I'm going to replace the diff pinion oil seal, is the flange nut anything to do with pre-load etc? Or can u just undo the flange nut, replace
the seal then torque the nut back up without worrying about a crush washer etc?
Also is the flange nut reversed or normal thread?
Cheers
No
There is a inner nut that you use for setting up the diff,you just remove the drive flange nut and flange to change seal
Normal thread iirc
[Edited on 9/1/17 by CosKev3]
ah good man, THAT is the answer i was looking for, that means I can do it myself
Has the diff been apart before?
Might need a good rattle gun to undo the nut
[Edited on 9/1/17 by CosKev3]
No idea mate, not by me anyway. its leaking oil quite badly, its just one of my million problems at the moment lol
An old school ex-Ford tech did my diff pinion seal and showed me what he was doing throughout the process.
He used a centre punch to dot the nut and flange, we changed the seal then did the nut back up to align the dots. Tightened back up to the same place
to maintain the preload apparently.
quote:
Originally posted by colin99999
An old school ex-Ford tech did my diff pinion seal and showed me what he was doing throughout the process.
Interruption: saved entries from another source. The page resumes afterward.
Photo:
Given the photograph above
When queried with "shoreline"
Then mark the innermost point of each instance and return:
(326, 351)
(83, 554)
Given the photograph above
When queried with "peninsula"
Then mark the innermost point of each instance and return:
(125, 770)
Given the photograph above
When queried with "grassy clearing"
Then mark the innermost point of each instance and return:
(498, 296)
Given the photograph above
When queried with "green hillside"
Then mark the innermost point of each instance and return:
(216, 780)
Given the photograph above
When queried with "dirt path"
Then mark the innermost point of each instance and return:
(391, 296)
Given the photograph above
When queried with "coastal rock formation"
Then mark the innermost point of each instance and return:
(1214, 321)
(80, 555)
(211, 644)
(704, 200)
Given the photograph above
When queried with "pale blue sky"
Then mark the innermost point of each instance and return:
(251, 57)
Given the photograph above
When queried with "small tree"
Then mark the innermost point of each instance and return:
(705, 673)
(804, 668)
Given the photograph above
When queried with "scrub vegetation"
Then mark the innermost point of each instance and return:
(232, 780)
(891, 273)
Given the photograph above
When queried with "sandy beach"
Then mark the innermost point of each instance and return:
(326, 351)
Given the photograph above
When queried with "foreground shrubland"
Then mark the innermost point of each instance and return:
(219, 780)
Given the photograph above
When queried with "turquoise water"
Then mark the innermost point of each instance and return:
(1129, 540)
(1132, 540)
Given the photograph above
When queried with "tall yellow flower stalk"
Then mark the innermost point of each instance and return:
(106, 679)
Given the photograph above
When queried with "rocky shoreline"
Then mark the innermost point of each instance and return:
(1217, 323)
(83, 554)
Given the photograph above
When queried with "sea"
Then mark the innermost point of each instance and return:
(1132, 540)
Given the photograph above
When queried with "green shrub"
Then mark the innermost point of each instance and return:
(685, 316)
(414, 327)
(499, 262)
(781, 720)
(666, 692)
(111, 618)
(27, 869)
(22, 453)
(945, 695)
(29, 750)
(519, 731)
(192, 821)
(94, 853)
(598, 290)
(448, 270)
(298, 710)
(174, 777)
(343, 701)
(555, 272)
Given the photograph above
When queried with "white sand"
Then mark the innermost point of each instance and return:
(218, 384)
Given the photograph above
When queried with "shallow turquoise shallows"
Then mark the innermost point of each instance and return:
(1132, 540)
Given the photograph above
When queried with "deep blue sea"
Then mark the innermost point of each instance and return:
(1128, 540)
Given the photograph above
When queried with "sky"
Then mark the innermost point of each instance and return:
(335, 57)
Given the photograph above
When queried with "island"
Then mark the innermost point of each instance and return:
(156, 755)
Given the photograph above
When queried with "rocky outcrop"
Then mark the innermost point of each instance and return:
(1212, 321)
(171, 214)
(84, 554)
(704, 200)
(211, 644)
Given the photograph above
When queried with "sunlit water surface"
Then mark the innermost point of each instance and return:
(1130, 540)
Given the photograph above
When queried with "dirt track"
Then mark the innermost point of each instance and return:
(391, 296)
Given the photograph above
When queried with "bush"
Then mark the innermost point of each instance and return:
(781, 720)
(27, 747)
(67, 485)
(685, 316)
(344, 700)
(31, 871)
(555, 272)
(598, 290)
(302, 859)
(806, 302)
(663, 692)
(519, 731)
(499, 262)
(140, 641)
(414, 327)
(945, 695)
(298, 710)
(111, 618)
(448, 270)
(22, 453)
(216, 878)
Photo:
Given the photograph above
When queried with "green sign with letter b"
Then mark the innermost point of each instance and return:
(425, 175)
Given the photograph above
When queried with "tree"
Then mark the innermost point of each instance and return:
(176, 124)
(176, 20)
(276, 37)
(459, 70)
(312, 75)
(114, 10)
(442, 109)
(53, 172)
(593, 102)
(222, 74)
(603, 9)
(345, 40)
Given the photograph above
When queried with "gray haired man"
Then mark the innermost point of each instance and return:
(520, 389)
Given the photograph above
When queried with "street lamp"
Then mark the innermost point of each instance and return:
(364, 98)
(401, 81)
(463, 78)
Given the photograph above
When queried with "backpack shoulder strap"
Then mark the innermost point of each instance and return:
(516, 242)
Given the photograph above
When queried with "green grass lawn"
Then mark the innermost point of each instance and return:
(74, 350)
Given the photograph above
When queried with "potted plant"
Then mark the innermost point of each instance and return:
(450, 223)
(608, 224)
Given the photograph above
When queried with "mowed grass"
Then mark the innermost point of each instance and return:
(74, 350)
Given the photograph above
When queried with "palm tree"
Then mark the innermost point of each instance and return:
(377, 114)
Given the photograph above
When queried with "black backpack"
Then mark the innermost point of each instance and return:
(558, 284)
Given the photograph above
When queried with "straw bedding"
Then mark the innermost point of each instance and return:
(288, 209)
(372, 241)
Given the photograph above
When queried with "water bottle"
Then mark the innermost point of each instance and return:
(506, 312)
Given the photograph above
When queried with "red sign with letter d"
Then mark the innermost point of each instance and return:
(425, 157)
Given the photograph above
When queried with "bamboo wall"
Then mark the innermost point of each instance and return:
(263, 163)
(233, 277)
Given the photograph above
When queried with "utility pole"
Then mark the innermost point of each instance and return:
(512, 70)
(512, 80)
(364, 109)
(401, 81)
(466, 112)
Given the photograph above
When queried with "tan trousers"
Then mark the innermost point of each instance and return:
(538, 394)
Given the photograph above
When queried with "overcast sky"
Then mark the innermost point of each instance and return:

He used a centre punch to dot the nut and flange, we changed the seal then did the nut back up to align the dots. Tightened back up to the same place to maintain the preload apparently.
quote:
Originally posted by colin99999
An old school ex-Ford tech did my diff pinion seal and showed me what he was doing throughout the process.
He used a centre punch to dot the nut and flange, we changed the seal then did the nut back up to align the dots. Tightened back up to the same place to maintain the preload apparently.
When I had mine apart I put in a 3.14 ratio which included moving over the pinion bearing.
I put the crush washer on a spike and dressed the bulge with a light hammer effectively growing it, then used this with a new seal.
When you install you keep tightening crushing the washer until you get a little preload on the bearing, this is not a lot, a couple lb/inch (not foot)
on used bearings, so just tighten until it just starts to resist spinning the pinion with the crown wheel out. Put the crown wheel in then do the same
with this out of mesh on the castellated nuts, now march the crown wheel into mesh moving both sides together until you have removed all the freeplay
in the gear teeth the back out a smidge so runs freely with minimal backlash.
Assuming the gears and bearings have already done 100,000 miles so will need tightening up a tad.